No — Japan has no tipping culture, and tipping can confuse or even offend. Restaurants, taxis and hotels don't expect tips; where there's a service charge it's already on the bill (some high-end restaurants add around 10%). Leave coins on the table and staff will likely chase you down to return what you 'forgot.' Service is excellent because it's considered the standard, not because of tips. How you pay: in most restaurants you take the bill (denpyo) to a cashier near the door rather than paying at your seat, and there's often a small tray (karuton) for money — place your cash or card on the tray rather than handing it directly to the staff. In Japan, not tipping is the correct, polite thing to do.
Q4:What are the chopstick rules in Japan, and is slurping noodles OK?
A couple of chopstick taboos genuinely matter: (1) never stand chopsticks upright in a bowl of rice — that mimics a funeral rice offering and is deeply unlucky; (2) never pass food chopstick-to-chopstick with another person, which echoes a funeral bone-passing ritual — to share, put food on a plate or use serving chopsticks. Lesser ones: don't tap your bowl with chopsticks, don't hover and waver over dishes deciding, don't spear food. As for slurping noodles — it's completely fine, even encouraged. Slurping ramen or soba is natural and accepted, and some say it brings out the aroma. So "don't make noise eating noodles" is a myth; the real rules are the two funeral-linked chopstick taboos. Say "itadakimasu" before eating and "gochisousama" after as basic courtesy. More in our Japan food guide.
Q5:How do I behave at shrines and temples — and can I take photos?
The basics: bow slightly before passing through the torii gate at a shrine, and walk slightly to the side of the path (the centre is traditionally for the deity). Purify at the temizu (water pavilion): rinse the left hand, then the right, then cup water in your left hand to rinse your mouth, then upright the ladle to wash the handle — all with one scoop. To pray, a shrine uses two bows, two claps, a silent prayer, then one final bow; a temple does NOT clap — just press your palms together quietly and bow. Photography: grounds and exteriors are usually fine, but main hall interiors, Buddha statues and certain artefacts are often off-limits — put the camera away when you see a "no photography" sign, and be considerate around other worshippers. Shrines and temples are places of faith, not just sights: keep your voice down and don't block people who are praying.
Q6:Which side of the escalator do I stand on, and can I eat while walking?
Traditionally, stand on the left in Tokyo and on the right in Osaka/Kansai, leaving the other side clear for people in a hurry.
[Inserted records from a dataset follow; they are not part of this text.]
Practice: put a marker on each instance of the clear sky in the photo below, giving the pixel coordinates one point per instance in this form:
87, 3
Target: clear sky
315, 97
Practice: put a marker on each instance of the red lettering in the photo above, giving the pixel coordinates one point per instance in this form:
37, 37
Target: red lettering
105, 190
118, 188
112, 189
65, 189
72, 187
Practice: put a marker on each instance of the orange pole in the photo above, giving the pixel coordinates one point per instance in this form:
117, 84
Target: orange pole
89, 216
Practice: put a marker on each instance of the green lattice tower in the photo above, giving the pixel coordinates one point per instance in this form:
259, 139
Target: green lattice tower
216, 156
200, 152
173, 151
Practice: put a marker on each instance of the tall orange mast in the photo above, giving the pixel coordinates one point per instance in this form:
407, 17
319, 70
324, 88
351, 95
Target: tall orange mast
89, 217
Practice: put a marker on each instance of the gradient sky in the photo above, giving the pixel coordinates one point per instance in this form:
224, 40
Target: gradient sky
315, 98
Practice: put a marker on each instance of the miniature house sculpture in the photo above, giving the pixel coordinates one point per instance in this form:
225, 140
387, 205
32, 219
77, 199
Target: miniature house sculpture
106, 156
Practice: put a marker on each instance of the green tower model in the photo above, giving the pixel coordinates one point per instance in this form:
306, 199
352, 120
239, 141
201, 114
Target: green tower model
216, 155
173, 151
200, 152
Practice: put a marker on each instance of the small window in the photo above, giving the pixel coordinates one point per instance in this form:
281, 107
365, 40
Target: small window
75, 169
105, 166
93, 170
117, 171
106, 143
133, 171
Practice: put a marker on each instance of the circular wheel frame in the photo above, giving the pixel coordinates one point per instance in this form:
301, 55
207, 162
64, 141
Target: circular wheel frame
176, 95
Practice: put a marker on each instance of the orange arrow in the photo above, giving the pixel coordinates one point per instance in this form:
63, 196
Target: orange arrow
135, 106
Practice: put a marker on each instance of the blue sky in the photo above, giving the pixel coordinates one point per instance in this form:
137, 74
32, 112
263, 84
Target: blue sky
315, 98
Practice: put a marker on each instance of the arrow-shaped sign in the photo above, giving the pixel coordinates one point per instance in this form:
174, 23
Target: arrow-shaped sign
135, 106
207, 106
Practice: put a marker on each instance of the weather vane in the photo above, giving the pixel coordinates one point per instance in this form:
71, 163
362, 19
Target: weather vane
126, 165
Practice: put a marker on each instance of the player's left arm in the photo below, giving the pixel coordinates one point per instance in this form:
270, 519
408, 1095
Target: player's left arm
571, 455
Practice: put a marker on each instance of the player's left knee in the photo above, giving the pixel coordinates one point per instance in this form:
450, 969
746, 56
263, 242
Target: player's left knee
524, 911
If you can't remember, just watch the locals and stand on the same side. One caveat: in recent years, on safety grounds (escalators aren't designed to be walked on), officials increasingly ask everyone to stand still on both sides and hold the handrail rather than walk — so many stations no longer emphasise a "walking side." As for eating while walking: there's no national law against it, but some tourist areas (Kyoto's Nishiki Market, Asakusa's Nakamise) post signs asking you not to, and with very few public bins around, the common habit is to finish your snack beside the stall before moving on. Expect to carry your rubbish until you find a bin or get back to your hotel.